Na capela, uma criança reza ajoelhada, virada para o altar. O altar está abandonado. Dos sacros parapeitos, imóveis e taxidermizadas, dezenas de pombas olham sem parar. Parecem câmaras retorcidas de videovigilância. Contorna-se lentamente a criança e a criança tem a cara envelhecida de Hitler. A capela ecoa em reverberação coronária.
"Sussurro", a exposição antológica do italiano Maurizio Cattelan (1960) na Casa de Serralves, no Porto, que, mais do que uma instalação, é uma ocupação de arte alienígena - parece um murmúrio manso e benevolente, mas é uma manada de tufões. É terrífica. E é um violento acontecimento emocional.
Super-realistas e surreais, as peças de Cattelan - o cavalo de tamanho real pendurado como um lustre na sala; a cabeça da enorme avestruz a perfurar o chão de taco envernizado; o elefante coberto com um capuz do Ku Klux Klan; a mínima banana fresca colada com um adesivo na imensidade vazia da sala; o Papa João Paulo II abatido por um meteoro; o enforcado a segurar ainda o ramo romântico de flores; o esquilo que se suicidou na mesa familiar da cozinha; o espelho dourado cravados de balas que nos devolve a imagem da nossa deformidade social; os nove corpos mortos cobertos por lençóis de mármore; algumas peças são mastodônticas em escala, outras são propositadamente anãs; todas parecem cenas de um crime em investigação - são encenações de teatro de um ato só, sainetes, coisas bufas entre a opereta perplexa e a canção cómica repentina dos assuntos populares e varam-nos como um vento tempestuoso e absurdo que corre cheio de fúria e medo em direção a todos os rumos, incluindo o riso.

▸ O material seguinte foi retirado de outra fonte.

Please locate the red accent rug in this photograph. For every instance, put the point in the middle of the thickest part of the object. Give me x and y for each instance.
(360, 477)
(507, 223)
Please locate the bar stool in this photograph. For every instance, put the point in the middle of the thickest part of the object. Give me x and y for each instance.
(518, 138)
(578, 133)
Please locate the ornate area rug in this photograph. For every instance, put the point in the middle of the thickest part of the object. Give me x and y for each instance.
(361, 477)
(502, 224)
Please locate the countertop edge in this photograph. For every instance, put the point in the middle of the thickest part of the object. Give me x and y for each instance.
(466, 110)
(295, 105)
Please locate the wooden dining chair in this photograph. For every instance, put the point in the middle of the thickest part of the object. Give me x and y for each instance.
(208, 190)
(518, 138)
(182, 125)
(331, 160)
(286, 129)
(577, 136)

Maurizio Cattelan provoca-nos, evidentemente, problemas valvulares. Mas a sua arte - uma monstruosa osmose entre Hieronymus Bosch, Andy Warhol, Lucio Fontana, Marcel Duchamp, Walt Disney, Banksy e Joseph Beuys - irriga-nos o músculo cerebral com oxigénio, provocações e nutrientes mais que suficientes para não sofrermos uma isquemia coronal cultural.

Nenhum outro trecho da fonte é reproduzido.